Wednesday, April 22, 2015

Galactic economy

Just a little pressure, just a whisper, just enough to make it move.  It isn't necessary to pour the entire bag of sand on one side of the scale, just start with a grain of sand, then add another one, and keep adding them until the scale balances.
Moving too slowly?  Something is going to come along and push you.  Moving too fast?  Something will be in your way.
Procrastination/Patience, exuberance/reticence, fear/love, all these things will arise in their turn.  The response triggers are somatic by now.  I am pissed off and impatient before I have had a chance to notice it.  As soon as it is visible, audible, tangible,-that tight feeling in the gut, that's a nice time to stand back and say, "Oh, yes, I remember you.  What is it you want?"  It's always something.  Getting there sooner?  just racing to the grave.  That's all the finish line is anyhow; once a goal has been attained, another one appears, once everything seems to be worked out, watch out, because it's a sign of imminent unraveling.

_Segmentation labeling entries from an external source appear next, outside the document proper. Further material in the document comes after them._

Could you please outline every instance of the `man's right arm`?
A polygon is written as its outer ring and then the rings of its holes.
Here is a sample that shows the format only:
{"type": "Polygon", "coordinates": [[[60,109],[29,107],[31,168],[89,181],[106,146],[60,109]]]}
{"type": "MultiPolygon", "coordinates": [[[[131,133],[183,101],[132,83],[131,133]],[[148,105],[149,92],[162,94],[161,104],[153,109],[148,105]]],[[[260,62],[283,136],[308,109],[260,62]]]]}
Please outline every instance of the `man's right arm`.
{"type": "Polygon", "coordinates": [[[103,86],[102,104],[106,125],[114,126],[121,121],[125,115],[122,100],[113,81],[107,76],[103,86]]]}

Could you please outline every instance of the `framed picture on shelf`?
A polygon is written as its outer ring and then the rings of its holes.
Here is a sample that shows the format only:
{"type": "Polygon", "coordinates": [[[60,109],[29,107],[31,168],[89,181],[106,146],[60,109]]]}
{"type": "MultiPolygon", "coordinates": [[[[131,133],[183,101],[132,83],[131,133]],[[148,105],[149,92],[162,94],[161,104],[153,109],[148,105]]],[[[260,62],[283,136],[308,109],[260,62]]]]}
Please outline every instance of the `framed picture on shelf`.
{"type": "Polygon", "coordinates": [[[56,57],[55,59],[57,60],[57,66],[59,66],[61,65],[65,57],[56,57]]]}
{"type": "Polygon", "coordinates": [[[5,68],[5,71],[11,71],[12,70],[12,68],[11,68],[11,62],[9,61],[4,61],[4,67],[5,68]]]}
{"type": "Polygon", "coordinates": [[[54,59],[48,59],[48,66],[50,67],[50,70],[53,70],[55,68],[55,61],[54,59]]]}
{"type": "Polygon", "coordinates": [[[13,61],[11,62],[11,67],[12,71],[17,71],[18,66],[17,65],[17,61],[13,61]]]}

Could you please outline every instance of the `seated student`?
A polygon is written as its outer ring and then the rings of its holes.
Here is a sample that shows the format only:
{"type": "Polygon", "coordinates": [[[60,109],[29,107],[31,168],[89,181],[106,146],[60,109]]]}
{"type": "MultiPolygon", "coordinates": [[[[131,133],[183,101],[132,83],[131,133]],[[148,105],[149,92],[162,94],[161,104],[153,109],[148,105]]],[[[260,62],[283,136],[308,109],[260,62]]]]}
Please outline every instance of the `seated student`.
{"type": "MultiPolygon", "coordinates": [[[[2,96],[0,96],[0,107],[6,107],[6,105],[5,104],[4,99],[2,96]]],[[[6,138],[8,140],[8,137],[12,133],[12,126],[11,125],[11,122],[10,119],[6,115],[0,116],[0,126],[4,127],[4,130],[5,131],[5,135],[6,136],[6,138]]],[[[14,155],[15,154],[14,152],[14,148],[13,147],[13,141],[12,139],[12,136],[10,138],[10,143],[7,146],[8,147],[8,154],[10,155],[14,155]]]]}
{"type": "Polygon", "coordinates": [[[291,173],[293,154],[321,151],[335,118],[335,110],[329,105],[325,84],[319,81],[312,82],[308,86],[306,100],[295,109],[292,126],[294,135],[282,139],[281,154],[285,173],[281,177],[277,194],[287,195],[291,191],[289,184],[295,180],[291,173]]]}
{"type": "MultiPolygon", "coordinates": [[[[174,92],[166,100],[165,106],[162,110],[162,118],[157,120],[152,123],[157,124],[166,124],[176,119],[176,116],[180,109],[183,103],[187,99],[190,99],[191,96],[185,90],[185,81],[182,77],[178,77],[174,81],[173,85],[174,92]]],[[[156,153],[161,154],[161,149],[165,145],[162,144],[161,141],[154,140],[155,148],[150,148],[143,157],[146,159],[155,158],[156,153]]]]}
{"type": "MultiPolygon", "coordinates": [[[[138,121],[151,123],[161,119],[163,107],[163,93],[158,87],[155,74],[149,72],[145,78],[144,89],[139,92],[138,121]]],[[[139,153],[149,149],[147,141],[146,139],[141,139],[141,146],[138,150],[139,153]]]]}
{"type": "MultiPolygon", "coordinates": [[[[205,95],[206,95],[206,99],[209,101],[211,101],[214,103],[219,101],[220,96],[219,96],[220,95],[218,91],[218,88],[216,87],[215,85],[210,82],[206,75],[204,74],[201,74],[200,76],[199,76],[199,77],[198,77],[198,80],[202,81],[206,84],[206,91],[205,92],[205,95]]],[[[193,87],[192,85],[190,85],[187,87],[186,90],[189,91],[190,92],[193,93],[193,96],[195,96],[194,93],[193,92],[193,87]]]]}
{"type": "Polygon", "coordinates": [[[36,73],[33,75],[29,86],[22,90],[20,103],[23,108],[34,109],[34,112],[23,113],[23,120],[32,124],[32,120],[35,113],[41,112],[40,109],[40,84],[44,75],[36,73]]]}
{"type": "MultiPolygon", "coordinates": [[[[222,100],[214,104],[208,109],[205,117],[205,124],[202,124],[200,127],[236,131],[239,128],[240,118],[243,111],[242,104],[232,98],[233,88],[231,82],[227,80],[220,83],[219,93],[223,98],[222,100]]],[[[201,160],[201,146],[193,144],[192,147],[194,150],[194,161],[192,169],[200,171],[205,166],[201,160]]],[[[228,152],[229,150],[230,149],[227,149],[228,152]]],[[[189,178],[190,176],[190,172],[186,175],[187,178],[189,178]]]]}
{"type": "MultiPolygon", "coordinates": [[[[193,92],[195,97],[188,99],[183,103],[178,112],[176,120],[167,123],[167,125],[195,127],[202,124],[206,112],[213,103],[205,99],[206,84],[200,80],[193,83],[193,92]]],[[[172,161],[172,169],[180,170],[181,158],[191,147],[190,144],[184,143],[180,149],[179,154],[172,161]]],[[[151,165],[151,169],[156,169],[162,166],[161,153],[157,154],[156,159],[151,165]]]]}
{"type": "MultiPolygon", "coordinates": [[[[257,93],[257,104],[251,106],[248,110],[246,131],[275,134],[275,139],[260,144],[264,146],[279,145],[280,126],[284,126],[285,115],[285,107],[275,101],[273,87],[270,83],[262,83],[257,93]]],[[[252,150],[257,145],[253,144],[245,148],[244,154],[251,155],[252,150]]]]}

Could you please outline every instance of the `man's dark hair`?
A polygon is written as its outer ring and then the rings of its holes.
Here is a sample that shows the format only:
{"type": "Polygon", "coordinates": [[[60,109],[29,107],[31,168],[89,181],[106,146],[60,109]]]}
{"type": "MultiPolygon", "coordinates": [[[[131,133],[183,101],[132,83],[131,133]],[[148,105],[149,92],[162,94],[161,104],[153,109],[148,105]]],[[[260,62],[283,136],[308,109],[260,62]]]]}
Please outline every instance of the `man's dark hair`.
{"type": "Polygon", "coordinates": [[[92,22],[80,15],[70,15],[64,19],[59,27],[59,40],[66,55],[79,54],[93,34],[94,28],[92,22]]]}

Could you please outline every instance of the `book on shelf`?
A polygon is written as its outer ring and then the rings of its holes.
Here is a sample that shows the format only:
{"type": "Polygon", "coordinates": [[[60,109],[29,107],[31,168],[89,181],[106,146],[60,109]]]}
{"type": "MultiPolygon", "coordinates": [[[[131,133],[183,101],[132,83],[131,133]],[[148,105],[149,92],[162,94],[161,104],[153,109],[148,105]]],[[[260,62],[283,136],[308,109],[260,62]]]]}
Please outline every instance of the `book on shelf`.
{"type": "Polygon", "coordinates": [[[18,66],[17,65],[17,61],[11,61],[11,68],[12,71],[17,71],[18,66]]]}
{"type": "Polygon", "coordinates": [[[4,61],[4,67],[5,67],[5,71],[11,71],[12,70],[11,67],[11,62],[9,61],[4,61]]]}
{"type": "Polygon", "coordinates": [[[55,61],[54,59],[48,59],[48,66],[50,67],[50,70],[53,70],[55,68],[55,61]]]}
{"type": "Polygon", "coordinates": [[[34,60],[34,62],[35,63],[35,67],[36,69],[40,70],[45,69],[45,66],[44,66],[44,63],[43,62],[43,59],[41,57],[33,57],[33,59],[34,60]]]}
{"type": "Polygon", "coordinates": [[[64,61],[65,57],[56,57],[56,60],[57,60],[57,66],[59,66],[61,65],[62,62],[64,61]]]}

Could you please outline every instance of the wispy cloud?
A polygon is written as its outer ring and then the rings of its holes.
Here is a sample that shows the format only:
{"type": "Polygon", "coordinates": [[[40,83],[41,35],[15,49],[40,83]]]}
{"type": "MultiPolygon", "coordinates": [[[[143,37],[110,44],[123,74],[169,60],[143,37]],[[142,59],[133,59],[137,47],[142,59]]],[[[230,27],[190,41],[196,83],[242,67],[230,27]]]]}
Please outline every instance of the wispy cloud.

Things are taken away, a few molecules at a time.  Somewhere on the continuum I catch glimpses, I see that I have been walking or driving or sitting in a dream, and thinking it is the real place, but the one that consensus reality designates as the real place tells me a different story.  That place is always waiting with a list of what needs to be done to get the shit together before it's too late.  Pain, then anaesthesia, until the next time I pull the covers down and peek out to see if the world has changed for the [subjective] better.  It hasn't, most of the time.
The moments when it's possible to notice the unregulated beauty of the unforeseen are the juicy delights I look for every day.
Lately, it has occurred to me that I have been viewing death all wrong.  Not that it is something to be sought, but that it may not be something to be feared.  It is either nothing at all, or it is something, but whatever that is is undefinable, I don't care what religious practice gets applied to it.  In some ways, it is irrelevant
As I spin back and forth in the time machine, recalling what I was so desperate for, and never able to find, to this place that Roseanne Barr called the youth of old age, where the things I regret are things I didn't know existed, and would be pointless to hunt down now.  It would be like ignoring the evening bird song because I was too busy grieving for the morning.
In this increasingly difficult physical world, what has been stripped away leaves the undeniable now, where there is richness of a kind I thought fit to overlook.  The gift of being able to walk, of being able to breathe, of reading, of being able to see, to be independent and live in my remote and complicated home.  Absolutely ordinary life, bursting with goodness and light.  How did I miss it? I have plugged my ears and squeezed shut my eyes and yelled "la la la la la!" like a 2 year old.  Life on my terms.  Not this, but that.  Well, I had to get spoken sharply to, I suppose, the light pressure and whispers weren't enough, but at least nobody was sent with airhorns, or trumpets.  Yet.